Lyz Parayzo | Verve Galeria

A Verve Galeria exibe “Quem tem medo de Lyz Parayzo?”, da artista homônima. Lyz Parayzo apresenta trabalhos das séries Bixinhas, Alcinhas e Escudos, que buscam referências a partir dos movimentos concreto e neoconcreto brasileiros – nas figuras dos artistas Waldemar Cordeiro e Lygia Clark – e do alemão Max Bill, de sua própria biografia e histórias da comunidade LGBTQ+.

A artista desenvolve objetos de caráter auto defensivo com cortes e dobras, transformando-os em armas, escudos e armaduras. O corpo, além de suporte para os trabalhos autorais, é plataforma de pesquisa. “Vejo-me como uma artista que ressignifica a estética construtiva das décadas de 50 e 60 no Brasil e transfigura a violência sofrida pelo feminino no meu corpo, catalisada em obras de arte”, define Lyz. Os objetos que cria, mesmo não possuindo uma ligação direta com seu corpo, são absorvidos por ele a partir do momento que comunica o fato através de suas performances.

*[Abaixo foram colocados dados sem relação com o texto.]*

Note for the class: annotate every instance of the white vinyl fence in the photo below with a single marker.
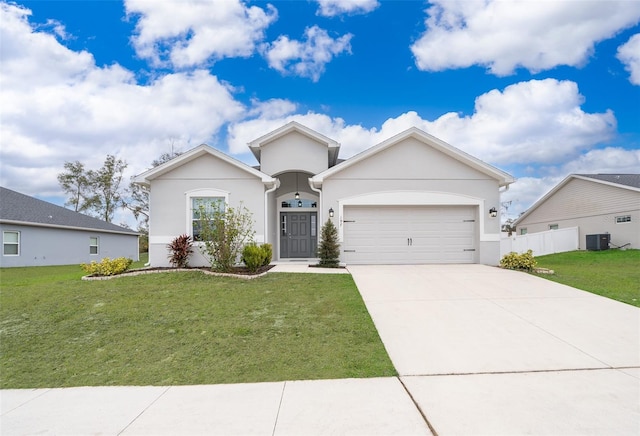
(549, 242)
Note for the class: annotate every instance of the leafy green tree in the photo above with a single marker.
(329, 248)
(106, 187)
(224, 232)
(75, 181)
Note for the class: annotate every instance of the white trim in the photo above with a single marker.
(196, 193)
(11, 243)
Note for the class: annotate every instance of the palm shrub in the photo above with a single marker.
(179, 251)
(329, 248)
(224, 233)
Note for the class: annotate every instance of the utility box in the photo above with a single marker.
(598, 242)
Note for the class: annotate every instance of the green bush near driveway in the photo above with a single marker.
(182, 328)
(611, 273)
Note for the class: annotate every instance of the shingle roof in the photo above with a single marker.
(19, 208)
(632, 180)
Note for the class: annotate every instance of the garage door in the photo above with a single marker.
(409, 234)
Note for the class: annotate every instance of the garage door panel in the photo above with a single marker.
(409, 234)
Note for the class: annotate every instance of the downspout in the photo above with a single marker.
(276, 185)
(320, 196)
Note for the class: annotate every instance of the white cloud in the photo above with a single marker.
(306, 58)
(629, 55)
(192, 32)
(331, 8)
(65, 108)
(505, 35)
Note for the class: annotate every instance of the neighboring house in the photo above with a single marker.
(595, 203)
(36, 233)
(410, 199)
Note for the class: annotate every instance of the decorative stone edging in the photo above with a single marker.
(154, 271)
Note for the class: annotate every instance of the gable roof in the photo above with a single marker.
(624, 181)
(201, 150)
(333, 147)
(503, 178)
(21, 209)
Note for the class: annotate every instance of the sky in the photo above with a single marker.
(540, 89)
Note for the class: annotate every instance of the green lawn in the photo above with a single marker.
(611, 273)
(182, 328)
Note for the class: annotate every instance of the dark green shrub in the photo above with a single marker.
(107, 266)
(180, 249)
(329, 248)
(267, 252)
(524, 261)
(253, 257)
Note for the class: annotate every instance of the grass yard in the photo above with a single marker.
(611, 273)
(182, 328)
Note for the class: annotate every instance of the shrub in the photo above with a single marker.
(255, 257)
(329, 249)
(524, 261)
(107, 267)
(267, 252)
(224, 234)
(181, 248)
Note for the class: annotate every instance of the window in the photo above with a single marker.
(203, 206)
(93, 245)
(11, 243)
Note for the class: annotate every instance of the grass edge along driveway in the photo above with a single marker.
(181, 329)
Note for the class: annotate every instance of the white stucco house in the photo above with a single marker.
(411, 199)
(38, 233)
(595, 203)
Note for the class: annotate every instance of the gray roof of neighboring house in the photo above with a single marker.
(632, 180)
(22, 209)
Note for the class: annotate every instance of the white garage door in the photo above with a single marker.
(409, 234)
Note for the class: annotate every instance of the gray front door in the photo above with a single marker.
(298, 234)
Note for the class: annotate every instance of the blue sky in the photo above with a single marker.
(540, 89)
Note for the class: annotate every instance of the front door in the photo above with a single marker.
(298, 234)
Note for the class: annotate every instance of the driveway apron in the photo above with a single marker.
(487, 350)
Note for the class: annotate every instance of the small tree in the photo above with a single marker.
(224, 232)
(329, 248)
(180, 250)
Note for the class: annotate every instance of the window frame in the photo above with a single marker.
(96, 245)
(6, 243)
(201, 193)
(623, 219)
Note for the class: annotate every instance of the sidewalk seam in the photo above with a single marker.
(275, 424)
(415, 403)
(144, 410)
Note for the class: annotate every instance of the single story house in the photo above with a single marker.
(411, 199)
(35, 233)
(595, 203)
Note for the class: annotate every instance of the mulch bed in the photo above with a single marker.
(238, 271)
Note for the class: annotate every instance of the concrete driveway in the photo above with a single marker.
(485, 350)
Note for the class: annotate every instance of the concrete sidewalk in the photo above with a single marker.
(378, 406)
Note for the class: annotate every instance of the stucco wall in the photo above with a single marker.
(169, 207)
(593, 208)
(293, 151)
(412, 168)
(52, 246)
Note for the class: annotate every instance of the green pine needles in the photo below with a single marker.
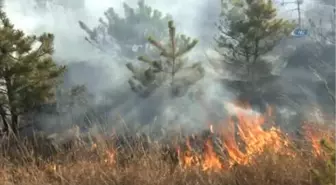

Todas as obras das séries em exposição são executadas em chapas de alumínio, que se transformam em objetos cortantes. As Armaduras e Escudos transmitem a mensagem de proteção, por seu acabamento em forma de lâmina. A série das Bixinhas, seu trabalho mais conhecido, é composta por esculturas de metal que revisitam o famoso Bicho de Lygia Clark. Como já escreveram as curadoras Isabella Rjelle e Amanda Carneiro “(…) em Bixinha, Parayzo recusa a suposta passividade e domesticidade que os Bichos manipuláveis de Clark poderiam sugerir. A Bixinha busca afastar e não atrair; manipulá-la tem aqui um efeito contrário. O suposto uso carinhoso do termo “bicho” no diminutivo e no gênero feminino é ainda uma forma pejorativa de apelidar homens “afeminados”. Ao empregá-lo como título de sua obra, a artista fricciona estereótipos atribuídos a essa feminilidade, subvertendo uma suposta docilidade e passividade destes corpos.”

Por uma necessidade de autoproteção advinda de sua história, o material que Lyz Parayzo utiliza é rígido e cortante, e quando toma sua forma final pode representar algo perigoso. Ainda assim, a relação é ambígua: “Meus trabalhos são atrativos por serem de metal reluzente; convidam ao toque, mas, ao mesmo tempo, podem ser perigosos” afirma Lyz. Ao trabalhar a partir de moldes figurativos, cria formas abstratas e um glossário imagético, focado na cor rosa e no metal, transformando-o em esculturas-objeto para usar ou vestir.

O percurso de Lyz Parayzo teve início através de suas invasões performáticas em galerias de arte e museus, como uma crítica a um sistema institucional seletivo e excludente, onde se insurgia contra os parâmetros de liberdade concedidos aos artistas. Agora, ao estar inserida neste mesmo circuito, faz um convite para que respondam à pergunta “Quem tem medo de Lyz Parayzo?” e completa: “agora que esse lugar é meu!”.